6 Disturbing Facts About Your Toothbrush
Your old brush though looks naive, it’s a great magnet for bacteria. The toothbrush can contain up to 10 million bacteria, including E. coli and staphylococci, a study by the Manchester University.
If you drop the brush on the floor, the five-second rule does not apply.
Here’s how to keep your toothbrush:
- Change the brush regularly
Changing brush dentists recommend on every three months, but after they recovered from flu, bacterial infection or a cold.
- Use the right toothpaste
Some toothpaste is better because they kill germs. Buy one containing a triclosan or copolymer. They are better than regular fluoride toothpaste at killing oral bacteria.
- Do not share your brush with someone
Take care of your bacteria.

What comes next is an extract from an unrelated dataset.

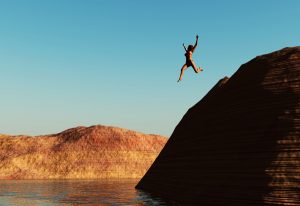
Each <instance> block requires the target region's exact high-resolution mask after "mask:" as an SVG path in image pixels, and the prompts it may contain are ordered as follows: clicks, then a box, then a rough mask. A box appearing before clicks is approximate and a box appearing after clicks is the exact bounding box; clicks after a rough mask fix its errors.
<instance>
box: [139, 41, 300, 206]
mask: <svg viewBox="0 0 300 206" xmlns="http://www.w3.org/2000/svg"><path fill="white" fill-rule="evenodd" d="M136 187H137V188H138V189H142V190H145V191H147V192H150V193H153V194H156V195H159V196H162V197H164V198H165V199H167V200H170V201H175V202H177V203H179V204H182V205H206V206H209V205H214V206H218V205H222V206H227V205H231V206H232V205H243V206H245V205H249V206H250V205H251V206H254V205H257V206H258V205H259V206H261V205H300V190H299V188H300V47H290V48H284V49H282V50H279V51H276V52H272V53H270V54H266V55H262V56H258V57H256V58H254V59H252V60H251V61H249V62H248V63H246V64H243V65H242V66H241V67H240V68H239V69H238V71H237V72H236V73H235V74H234V75H233V76H232V77H231V78H229V79H228V78H224V79H223V80H220V82H219V83H218V84H217V85H216V86H215V87H214V88H213V89H212V90H211V91H210V92H209V93H208V94H207V95H206V96H205V97H204V98H203V99H202V100H201V101H200V102H198V103H197V104H196V105H195V106H193V107H192V108H190V109H189V110H188V112H187V113H186V114H185V115H184V117H183V118H182V120H181V121H180V122H179V124H178V125H177V127H176V128H175V130H174V132H173V134H172V136H171V137H170V139H169V140H168V142H167V144H166V145H165V147H164V148H163V150H162V152H161V153H160V155H159V156H158V157H157V159H156V160H155V162H154V163H153V165H152V166H151V167H150V169H149V170H148V172H147V173H146V174H145V176H144V177H143V178H142V179H141V180H140V182H139V183H138V185H137V186H136Z"/></svg>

When pouring the toothpaste on the brush, do not place the opener on the brush itself. It is better not to get a physical contact between the toothpick and the brush itself.
- Clean your brush thoroughly
Thoroughly rinse your toothbrush after use. From time to time, rinse it with a mouthwash or hydrogen peroxide.
- Keep the toilet lid closed
Always close the lid on the toilet before you flush the water.
- Store it properly
Most people holding a toothbrush on the sink in the bathroom, but this is the worst place to store! The reason for this is the immediate proximity of the toilet, from which every flush of water is transmitted countless bacteria, but also washing the hands over the sink.
Dentists say the brush should not be closed in an airless place. It is best to keep the brush in the cabinet – where it is air enough, but it is also protected from the external influence of the bacteria. If you hold two brushes together, do not touch their “heads”.